La nozione di qualità è infatti un elemento essenziale del sistema produttivo giapponese. Prima dell'industrializzazione, la tradizione artigianale enfatizzava la perfezione dei gesti e la qualità dei prodotti. Inoltre il consumatore giapponese è particolarmente esigente, rifiutando tutto ciò che non è ben fatto o poco pratico. Il toyotismo è da tempo il simbolo di questa qualità applicata all'industria, autorizzando i produttori giapponesi a offrire garanzie più lunghe rispetto ai loro concorrenti.
Tuttavia, è applicando le teorie di un americano, W. Edwards Deming, che le aziende giapponesi del dopoguerra ricostruiscono un originale modello industriale basato sulla riduzione degli sprechi, sulla ricerca della qualità ottimale lungo tutta la catena produttiva, sulla preoccupazione per l’eccellenza e miglioramento (miglioramento, kaizen) e l'integrazione dei team, dagli operai agli ingegneri. L'obiettivo era privilegiare prodotti assolutamente affidabili e durevoli, a discapito del prezzo. Questi principi sono meno adatti alle economie stagnanti, in Giappone come in Occidente, o ai mercati dei paesi emergenti per i quali il costo è un fattore decisivo. Sono anche meno adatti alle società del consumo eccessivo in cui l’obsolescenza pianificata guida la crescita.

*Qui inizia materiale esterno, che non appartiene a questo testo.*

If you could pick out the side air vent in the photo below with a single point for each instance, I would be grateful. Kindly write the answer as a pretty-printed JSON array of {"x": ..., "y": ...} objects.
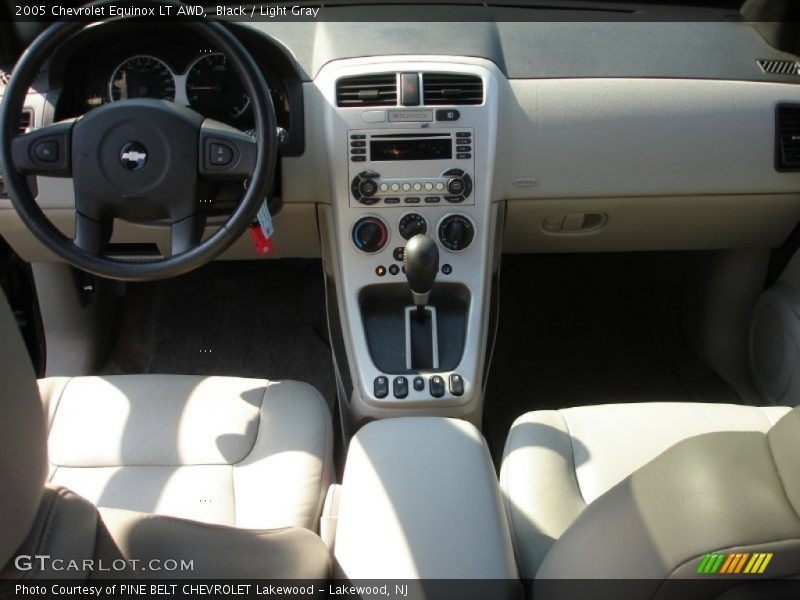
[
  {"x": 25, "y": 121},
  {"x": 452, "y": 88},
  {"x": 367, "y": 90},
  {"x": 779, "y": 67},
  {"x": 787, "y": 138}
]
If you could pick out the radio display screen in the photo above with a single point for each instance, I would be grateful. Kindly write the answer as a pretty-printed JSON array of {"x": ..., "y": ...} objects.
[{"x": 415, "y": 149}]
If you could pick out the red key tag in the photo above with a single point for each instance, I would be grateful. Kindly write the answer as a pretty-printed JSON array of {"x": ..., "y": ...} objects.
[{"x": 260, "y": 241}]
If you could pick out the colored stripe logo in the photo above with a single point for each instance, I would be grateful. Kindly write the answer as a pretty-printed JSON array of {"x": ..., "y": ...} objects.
[{"x": 734, "y": 563}]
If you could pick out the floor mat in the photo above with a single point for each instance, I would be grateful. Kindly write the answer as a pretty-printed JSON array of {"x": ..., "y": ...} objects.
[
  {"x": 249, "y": 319},
  {"x": 592, "y": 329}
]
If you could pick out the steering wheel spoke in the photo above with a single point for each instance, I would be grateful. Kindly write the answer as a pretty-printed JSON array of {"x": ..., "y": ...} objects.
[
  {"x": 91, "y": 235},
  {"x": 45, "y": 151},
  {"x": 225, "y": 152},
  {"x": 186, "y": 233}
]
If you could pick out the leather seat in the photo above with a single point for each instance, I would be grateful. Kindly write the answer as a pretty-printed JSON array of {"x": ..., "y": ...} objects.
[
  {"x": 571, "y": 477},
  {"x": 234, "y": 451},
  {"x": 245, "y": 453}
]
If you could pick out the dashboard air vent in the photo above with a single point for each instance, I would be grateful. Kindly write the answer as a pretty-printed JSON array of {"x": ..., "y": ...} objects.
[
  {"x": 367, "y": 90},
  {"x": 787, "y": 138},
  {"x": 779, "y": 67},
  {"x": 452, "y": 88},
  {"x": 25, "y": 121}
]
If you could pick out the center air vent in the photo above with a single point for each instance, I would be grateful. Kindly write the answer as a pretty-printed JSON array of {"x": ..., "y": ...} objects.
[
  {"x": 787, "y": 138},
  {"x": 367, "y": 90},
  {"x": 451, "y": 88}
]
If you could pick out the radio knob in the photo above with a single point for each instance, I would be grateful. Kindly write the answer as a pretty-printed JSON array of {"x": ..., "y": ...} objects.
[
  {"x": 455, "y": 186},
  {"x": 456, "y": 232},
  {"x": 370, "y": 234},
  {"x": 367, "y": 188}
]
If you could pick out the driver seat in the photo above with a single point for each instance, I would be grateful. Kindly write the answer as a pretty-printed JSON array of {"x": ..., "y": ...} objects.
[{"x": 227, "y": 473}]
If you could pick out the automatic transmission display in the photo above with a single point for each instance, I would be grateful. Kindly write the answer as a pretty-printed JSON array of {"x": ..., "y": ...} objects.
[{"x": 214, "y": 89}]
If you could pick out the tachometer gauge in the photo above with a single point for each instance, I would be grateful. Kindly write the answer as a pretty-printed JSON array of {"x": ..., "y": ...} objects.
[
  {"x": 214, "y": 89},
  {"x": 142, "y": 77}
]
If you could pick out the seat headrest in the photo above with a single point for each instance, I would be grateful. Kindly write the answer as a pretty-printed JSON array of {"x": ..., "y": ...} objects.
[{"x": 23, "y": 437}]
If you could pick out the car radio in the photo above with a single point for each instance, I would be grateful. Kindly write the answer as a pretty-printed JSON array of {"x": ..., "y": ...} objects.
[{"x": 418, "y": 167}]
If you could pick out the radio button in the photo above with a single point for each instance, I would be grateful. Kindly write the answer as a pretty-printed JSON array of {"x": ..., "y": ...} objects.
[{"x": 455, "y": 186}]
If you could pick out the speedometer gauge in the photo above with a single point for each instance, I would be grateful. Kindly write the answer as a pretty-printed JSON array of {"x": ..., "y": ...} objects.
[
  {"x": 214, "y": 89},
  {"x": 142, "y": 77}
]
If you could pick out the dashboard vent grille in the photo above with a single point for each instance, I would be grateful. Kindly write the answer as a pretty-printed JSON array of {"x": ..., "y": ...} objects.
[
  {"x": 779, "y": 67},
  {"x": 367, "y": 90},
  {"x": 452, "y": 88},
  {"x": 787, "y": 138},
  {"x": 25, "y": 121}
]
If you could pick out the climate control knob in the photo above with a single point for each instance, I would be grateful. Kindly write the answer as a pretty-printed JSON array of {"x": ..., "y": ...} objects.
[
  {"x": 370, "y": 234},
  {"x": 456, "y": 232},
  {"x": 412, "y": 224}
]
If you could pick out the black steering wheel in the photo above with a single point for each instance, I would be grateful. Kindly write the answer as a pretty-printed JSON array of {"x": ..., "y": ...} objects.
[{"x": 138, "y": 160}]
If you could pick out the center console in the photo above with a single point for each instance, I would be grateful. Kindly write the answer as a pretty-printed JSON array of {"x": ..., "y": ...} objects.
[{"x": 410, "y": 147}]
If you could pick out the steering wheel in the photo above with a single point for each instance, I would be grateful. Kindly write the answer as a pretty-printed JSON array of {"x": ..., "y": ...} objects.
[{"x": 139, "y": 160}]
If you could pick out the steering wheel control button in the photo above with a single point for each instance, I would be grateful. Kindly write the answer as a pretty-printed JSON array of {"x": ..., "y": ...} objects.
[
  {"x": 400, "y": 387},
  {"x": 410, "y": 225},
  {"x": 133, "y": 156},
  {"x": 370, "y": 234},
  {"x": 447, "y": 114},
  {"x": 456, "y": 385},
  {"x": 381, "y": 386},
  {"x": 437, "y": 386},
  {"x": 46, "y": 151},
  {"x": 456, "y": 232},
  {"x": 221, "y": 154}
]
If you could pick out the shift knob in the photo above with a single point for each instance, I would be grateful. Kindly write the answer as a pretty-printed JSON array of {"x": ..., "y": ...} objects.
[{"x": 421, "y": 261}]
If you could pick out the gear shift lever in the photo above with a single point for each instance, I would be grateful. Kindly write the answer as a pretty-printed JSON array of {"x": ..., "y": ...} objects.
[{"x": 421, "y": 262}]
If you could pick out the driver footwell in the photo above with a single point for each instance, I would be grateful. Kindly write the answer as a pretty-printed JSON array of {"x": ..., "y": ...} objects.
[{"x": 246, "y": 319}]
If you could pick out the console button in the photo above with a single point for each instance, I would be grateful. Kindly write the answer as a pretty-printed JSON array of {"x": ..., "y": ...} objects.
[
  {"x": 447, "y": 114},
  {"x": 381, "y": 386},
  {"x": 437, "y": 386},
  {"x": 400, "y": 387},
  {"x": 456, "y": 385}
]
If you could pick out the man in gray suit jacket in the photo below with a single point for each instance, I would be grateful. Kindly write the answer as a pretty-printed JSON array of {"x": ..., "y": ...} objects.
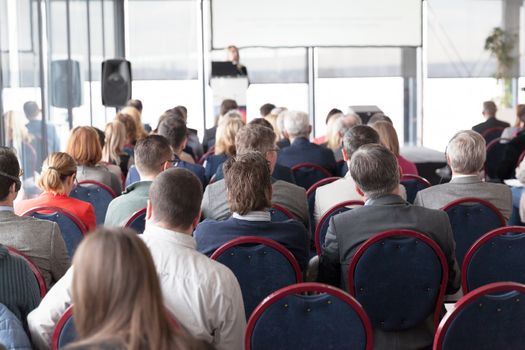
[
  {"x": 39, "y": 240},
  {"x": 466, "y": 155},
  {"x": 260, "y": 139},
  {"x": 376, "y": 174}
]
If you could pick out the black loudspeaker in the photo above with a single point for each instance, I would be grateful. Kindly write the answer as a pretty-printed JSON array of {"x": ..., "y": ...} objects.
[
  {"x": 116, "y": 82},
  {"x": 60, "y": 85}
]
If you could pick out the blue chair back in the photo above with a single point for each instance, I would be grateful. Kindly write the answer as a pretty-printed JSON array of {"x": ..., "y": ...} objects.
[
  {"x": 470, "y": 219},
  {"x": 490, "y": 317},
  {"x": 399, "y": 277},
  {"x": 496, "y": 257},
  {"x": 324, "y": 223},
  {"x": 261, "y": 266},
  {"x": 71, "y": 228},
  {"x": 99, "y": 195},
  {"x": 309, "y": 316}
]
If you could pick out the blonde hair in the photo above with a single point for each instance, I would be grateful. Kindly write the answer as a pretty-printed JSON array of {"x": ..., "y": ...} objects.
[
  {"x": 225, "y": 136},
  {"x": 387, "y": 136},
  {"x": 84, "y": 146},
  {"x": 115, "y": 139},
  {"x": 56, "y": 168}
]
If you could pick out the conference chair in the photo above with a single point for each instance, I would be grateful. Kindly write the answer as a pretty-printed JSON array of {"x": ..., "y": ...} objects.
[
  {"x": 96, "y": 193},
  {"x": 413, "y": 184},
  {"x": 307, "y": 174},
  {"x": 261, "y": 266},
  {"x": 498, "y": 256},
  {"x": 71, "y": 228},
  {"x": 489, "y": 317},
  {"x": 470, "y": 219},
  {"x": 308, "y": 316},
  {"x": 400, "y": 278},
  {"x": 36, "y": 271},
  {"x": 324, "y": 223},
  {"x": 137, "y": 221}
]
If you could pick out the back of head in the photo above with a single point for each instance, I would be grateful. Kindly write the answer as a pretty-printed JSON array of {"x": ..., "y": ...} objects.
[
  {"x": 176, "y": 196},
  {"x": 56, "y": 168},
  {"x": 248, "y": 180},
  {"x": 297, "y": 124},
  {"x": 150, "y": 153},
  {"x": 387, "y": 136},
  {"x": 375, "y": 170},
  {"x": 84, "y": 146},
  {"x": 9, "y": 171},
  {"x": 123, "y": 302},
  {"x": 466, "y": 152},
  {"x": 358, "y": 136}
]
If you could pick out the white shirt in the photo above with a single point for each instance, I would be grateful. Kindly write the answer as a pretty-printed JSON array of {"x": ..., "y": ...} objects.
[{"x": 203, "y": 294}]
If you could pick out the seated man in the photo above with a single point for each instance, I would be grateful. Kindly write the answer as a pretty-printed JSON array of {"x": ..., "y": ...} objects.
[
  {"x": 376, "y": 174},
  {"x": 260, "y": 139},
  {"x": 249, "y": 187},
  {"x": 39, "y": 240},
  {"x": 203, "y": 294},
  {"x": 152, "y": 156},
  {"x": 297, "y": 127},
  {"x": 466, "y": 156}
]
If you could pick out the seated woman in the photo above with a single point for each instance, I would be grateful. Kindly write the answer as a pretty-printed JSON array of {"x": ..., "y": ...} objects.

Tuttavia il principio della qualità non è scomparso dalla mentalità giapponese. Se la produzione di massa è stata delocalizzata, lo sono stati anche i principi del controllo di qualità dei prodotti importati e la moltiplicazione dei negozi economici “100 Yen Shops” nell'arcipelago non impedisce il mantenimento di un livello qualitativo dei prodotti offerti più alto che altrove.